I Am Arming For the Battle
Bloopers
  • It's vital to remove things that create aggravation, or see them in a different light. I now feel that Dr. Chen, the original oncologist, could have been a writer for Saturday Night Live. He's just too good at foolish comments. Here's 3.
    • "Wow, that's not a lipoma, you DEFINITELY have lymphoma!" As if he is talking to a colleague and not a patient, this was Dr. Chen's way of sharing his POV about the malady he saw.
    • "Who would ever drive to Olympia for a PET scan?" I raised the point that my lymphoma is very fast moving, so what are earliest options as the local Kaiser PET facility was booked. He felt driving 60 miles to a test this week was less optimal than waiting a week to get the test in-town.
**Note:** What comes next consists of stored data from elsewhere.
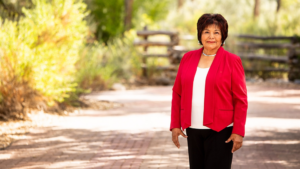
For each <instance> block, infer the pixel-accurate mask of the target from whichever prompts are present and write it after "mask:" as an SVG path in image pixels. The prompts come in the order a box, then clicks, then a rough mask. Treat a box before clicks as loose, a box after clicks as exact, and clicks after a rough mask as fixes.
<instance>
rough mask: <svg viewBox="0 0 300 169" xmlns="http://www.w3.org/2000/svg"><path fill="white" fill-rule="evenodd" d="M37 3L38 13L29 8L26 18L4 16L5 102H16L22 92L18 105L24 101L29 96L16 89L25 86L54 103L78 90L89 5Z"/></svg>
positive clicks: (42, 2) (3, 49) (3, 42)
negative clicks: (78, 69) (69, 94)
mask: <svg viewBox="0 0 300 169" xmlns="http://www.w3.org/2000/svg"><path fill="white" fill-rule="evenodd" d="M33 3H34V6H35V7H34V8H33V9H25V8H23V10H22V11H23V13H24V15H25V17H22V18H20V20H19V21H18V22H13V21H9V20H4V21H3V20H2V19H1V18H0V37H1V40H0V93H1V97H0V98H1V100H2V102H1V103H3V102H4V101H7V100H10V99H9V98H11V97H12V98H16V97H17V96H16V93H18V95H19V96H18V97H20V99H18V100H17V101H16V100H15V102H16V103H15V104H17V102H19V103H20V102H21V103H22V102H24V100H26V99H27V98H26V97H27V95H25V93H26V92H25V91H15V90H16V89H21V88H18V86H22V85H23V86H25V85H26V86H27V87H26V88H24V87H23V88H22V90H27V89H32V90H33V91H36V92H37V93H39V94H40V95H42V96H44V97H45V99H46V100H47V101H48V104H50V105H51V104H53V103H54V101H58V102H62V101H64V99H65V98H67V97H69V95H68V94H69V93H70V92H74V91H75V90H76V86H77V84H76V79H75V78H76V76H75V74H76V68H75V63H76V62H77V61H78V59H79V50H80V48H82V47H83V45H84V44H85V43H84V42H85V38H86V36H87V34H88V26H87V24H86V22H85V20H84V18H85V17H86V15H87V14H88V13H87V12H86V5H85V4H84V3H82V1H80V0H52V1H44V0H35V1H33ZM8 84H10V85H8ZM12 89H14V90H12ZM9 90H12V91H11V92H7V91H9ZM9 104H10V103H8V102H7V104H6V105H4V106H9ZM10 106H13V103H11V105H10ZM0 107H1V106H0ZM2 107H3V105H2Z"/></svg>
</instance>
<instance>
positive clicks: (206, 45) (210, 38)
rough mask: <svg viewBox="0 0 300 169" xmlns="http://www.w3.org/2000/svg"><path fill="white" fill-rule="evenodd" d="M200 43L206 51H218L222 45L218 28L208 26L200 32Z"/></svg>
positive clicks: (213, 24) (216, 26) (208, 25)
mask: <svg viewBox="0 0 300 169" xmlns="http://www.w3.org/2000/svg"><path fill="white" fill-rule="evenodd" d="M201 42H202V44H203V47H204V48H205V49H207V50H214V49H218V48H219V47H220V46H221V44H222V34H221V29H220V28H219V26H217V25H215V24H212V25H208V26H207V27H206V28H205V29H204V30H203V31H202V35H201Z"/></svg>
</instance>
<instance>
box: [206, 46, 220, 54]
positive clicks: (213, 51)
mask: <svg viewBox="0 0 300 169" xmlns="http://www.w3.org/2000/svg"><path fill="white" fill-rule="evenodd" d="M219 48H220V47H218V48H216V49H206V48H203V52H204V53H205V54H207V55H214V54H216V53H217V52H218V50H219Z"/></svg>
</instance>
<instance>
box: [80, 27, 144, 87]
mask: <svg viewBox="0 0 300 169" xmlns="http://www.w3.org/2000/svg"><path fill="white" fill-rule="evenodd" d="M135 37H136V32H135V31H129V32H126V33H125V36H124V37H123V38H116V39H114V40H110V41H109V42H108V44H107V45H104V44H99V43H98V42H96V43H94V44H92V45H88V46H86V47H85V48H83V49H82V51H81V52H80V55H81V57H80V59H79V60H78V62H77V64H76V66H77V69H78V72H77V74H76V75H77V78H76V79H77V82H78V84H79V87H81V88H82V89H89V90H103V89H107V88H109V87H110V86H111V85H112V84H113V83H114V82H117V81H119V80H120V79H122V80H129V79H130V77H132V76H133V75H139V74H140V71H141V70H140V57H139V55H138V53H137V51H136V49H135V47H134V46H133V40H134V38H135Z"/></svg>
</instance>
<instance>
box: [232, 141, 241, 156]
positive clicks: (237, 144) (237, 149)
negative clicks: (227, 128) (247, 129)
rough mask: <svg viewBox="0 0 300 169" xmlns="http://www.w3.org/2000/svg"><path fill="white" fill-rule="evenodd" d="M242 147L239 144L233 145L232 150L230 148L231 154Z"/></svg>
mask: <svg viewBox="0 0 300 169" xmlns="http://www.w3.org/2000/svg"><path fill="white" fill-rule="evenodd" d="M241 147H242V145H241V143H236V142H235V143H234V144H233V148H232V153H233V152H235V151H236V150H238V149H240V148H241Z"/></svg>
    • "I booked you for treatment this Monday, Nov 25, did you want to keep it?" The other option was Dec 12th. He had booked this at the urging of Dr. Puronen and I think he was looking for acknowledgment. Hmmm.
Food, Part 1
  • A big thanks to my sister Susan, who sent me 3 very useful books on how to bolster medical treatment with diet and a holistic approach: Cancer-Fighting Kitchen; Radical Remission; Chris Beat Cancer. This is in addition to Anticancer sent a few years ago.
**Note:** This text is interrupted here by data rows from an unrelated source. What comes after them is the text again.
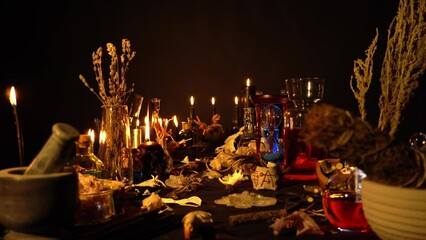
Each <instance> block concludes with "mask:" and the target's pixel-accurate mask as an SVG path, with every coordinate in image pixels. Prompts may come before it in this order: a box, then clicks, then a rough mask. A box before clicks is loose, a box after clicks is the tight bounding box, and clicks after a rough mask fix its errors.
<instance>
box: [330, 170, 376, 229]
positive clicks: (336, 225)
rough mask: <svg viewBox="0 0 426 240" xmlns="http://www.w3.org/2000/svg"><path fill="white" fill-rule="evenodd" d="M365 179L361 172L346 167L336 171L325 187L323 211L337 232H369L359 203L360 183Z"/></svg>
mask: <svg viewBox="0 0 426 240" xmlns="http://www.w3.org/2000/svg"><path fill="white" fill-rule="evenodd" d="M365 177H366V175H365V173H364V172H363V171H362V170H360V169H358V168H357V167H353V166H349V165H347V166H345V167H343V168H342V169H341V170H339V171H336V173H335V174H333V175H332V176H331V177H330V179H329V181H328V183H327V184H326V186H325V190H324V192H323V196H322V205H323V209H324V212H325V215H326V216H327V219H328V221H329V222H330V223H331V224H332V225H333V226H335V227H337V228H338V229H339V230H351V231H357V232H369V231H371V228H370V226H369V225H368V222H367V219H366V218H365V216H364V211H363V209H362V201H361V182H362V179H364V178H365Z"/></svg>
  • An example of foods that can help: shitake and maitake mushrooms; "Cruciferous" greens like kale, cabbage and bock choy; and green tea.
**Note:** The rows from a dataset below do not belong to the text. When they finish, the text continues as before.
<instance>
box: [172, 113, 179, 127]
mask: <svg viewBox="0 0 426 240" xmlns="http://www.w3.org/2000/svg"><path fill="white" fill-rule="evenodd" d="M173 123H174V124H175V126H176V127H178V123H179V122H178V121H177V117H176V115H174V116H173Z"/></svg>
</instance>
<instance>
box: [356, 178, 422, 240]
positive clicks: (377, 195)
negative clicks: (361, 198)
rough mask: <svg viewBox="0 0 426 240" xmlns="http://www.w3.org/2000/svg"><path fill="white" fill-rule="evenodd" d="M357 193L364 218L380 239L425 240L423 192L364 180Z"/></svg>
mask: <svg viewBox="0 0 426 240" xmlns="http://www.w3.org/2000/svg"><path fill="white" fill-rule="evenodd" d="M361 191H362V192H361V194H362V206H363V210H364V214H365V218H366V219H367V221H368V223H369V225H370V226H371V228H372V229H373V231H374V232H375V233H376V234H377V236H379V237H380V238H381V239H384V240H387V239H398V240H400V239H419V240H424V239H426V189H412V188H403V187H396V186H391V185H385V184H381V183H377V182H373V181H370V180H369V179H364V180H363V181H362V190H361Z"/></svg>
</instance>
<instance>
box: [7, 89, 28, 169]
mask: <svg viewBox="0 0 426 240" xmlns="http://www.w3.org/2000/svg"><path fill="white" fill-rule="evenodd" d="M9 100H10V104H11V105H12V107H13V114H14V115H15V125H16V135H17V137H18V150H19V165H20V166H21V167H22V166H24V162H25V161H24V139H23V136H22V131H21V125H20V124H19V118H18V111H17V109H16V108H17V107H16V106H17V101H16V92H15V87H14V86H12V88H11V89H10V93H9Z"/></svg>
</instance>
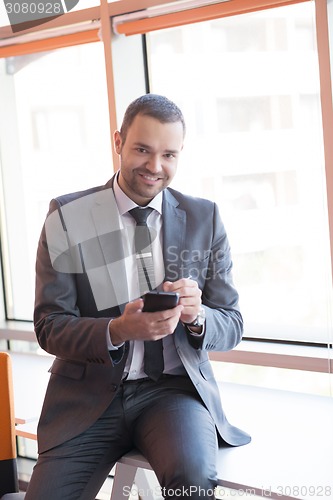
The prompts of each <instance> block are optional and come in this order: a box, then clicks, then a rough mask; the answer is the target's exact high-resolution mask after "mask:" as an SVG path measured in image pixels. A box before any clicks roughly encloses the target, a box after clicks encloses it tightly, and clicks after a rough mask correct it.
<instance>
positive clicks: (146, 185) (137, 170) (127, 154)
mask: <svg viewBox="0 0 333 500" xmlns="http://www.w3.org/2000/svg"><path fill="white" fill-rule="evenodd" d="M183 140H184V129H183V125H182V123H181V122H180V121H176V122H171V123H169V122H168V123H161V122H160V121H159V120H156V119H155V118H152V117H151V116H147V115H142V114H138V115H137V116H136V117H135V118H134V120H133V122H132V124H131V125H130V127H129V128H128V131H127V135H126V140H125V142H124V141H123V139H122V137H121V135H120V132H119V131H116V132H115V134H114V146H115V150H116V152H117V153H118V154H119V155H120V174H119V179H118V182H119V186H120V187H121V189H122V190H123V191H124V193H125V194H127V196H128V197H129V198H131V200H133V201H134V202H135V203H137V204H138V205H141V206H145V205H147V204H148V203H149V202H150V200H152V199H153V198H154V197H155V196H156V195H157V194H158V193H159V192H160V191H162V190H163V189H164V188H166V187H167V186H168V185H169V184H170V182H171V181H172V179H173V178H174V176H175V173H176V170H177V164H178V157H179V154H180V152H181V150H182V148H183Z"/></svg>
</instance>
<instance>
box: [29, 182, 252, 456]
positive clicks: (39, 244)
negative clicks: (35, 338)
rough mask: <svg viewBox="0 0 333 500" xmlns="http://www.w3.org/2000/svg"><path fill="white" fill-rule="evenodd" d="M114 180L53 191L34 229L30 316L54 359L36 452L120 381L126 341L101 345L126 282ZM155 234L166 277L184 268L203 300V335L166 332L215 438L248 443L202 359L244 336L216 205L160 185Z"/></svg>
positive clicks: (103, 398)
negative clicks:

Food, Part 2 (and Sleeper Cells)
  • The parents of my sons' high school cross country team have mobilized a "Meal Train" - and will deliver food to our place. A huge thank you to Eugenia Yen and Francine Wiest.
  • I feel very odd being the recipient but eyes well up thinking of the intent behind it.
  • For me, it is the best example of the hidden goodness. If any of you are movie buffs, one movie that is part of basic training worldwide for new hires going into intelligence agencies (CIA, MI5, Mossad, etc. ) is Battle for Algiers. They clarify what sleeper cells are in a terrorist or revolutionary network. I have decided just like terrorist networks have sleeper cells, goodness and sunshine has sleeper cells that spring to life in times of need.
Good Living
  • These are the standards: sleep; meditation; prayer; laughter; friendships; reflection.

Vital Signs
  • In general my blood work is holding steady. But I see that the WBC is up, as are Neutrofils and my all important Lymphocytes (they do the hard battle against disease) have fallen below the healthy range.
  • All the more reason to get into treatment today and wage battle back.

Choosing Medical Weapons
  • There are two basic approaches. "Cure" and "Treat."
    • "Cure" means treatment intended to obliterate the cancer if all goes well. Higher dose chemo is used as these returning malignant cells survived the initial treatment 3 years ago. If you go into remission, then you can proceed as follows: extract stem cells from yourself or someone else, drop an atomic bomb sized amount of chemo to obliterate every bit of the immune system, and insert the stem cells.
    • "Treat" is to use a different category of drugs that are not chemotherapy. Think instead of how insulin treats diabetes but does not cure it.
  • I have chosen the "Treat" lane of action. All the medical innovation is here, and my hope is this buys me time as more invention occurs. It will also do less collateral damage that the Cure approach.

Sorry for the long note. Have a tremendous Thanksgiving for my US based friends.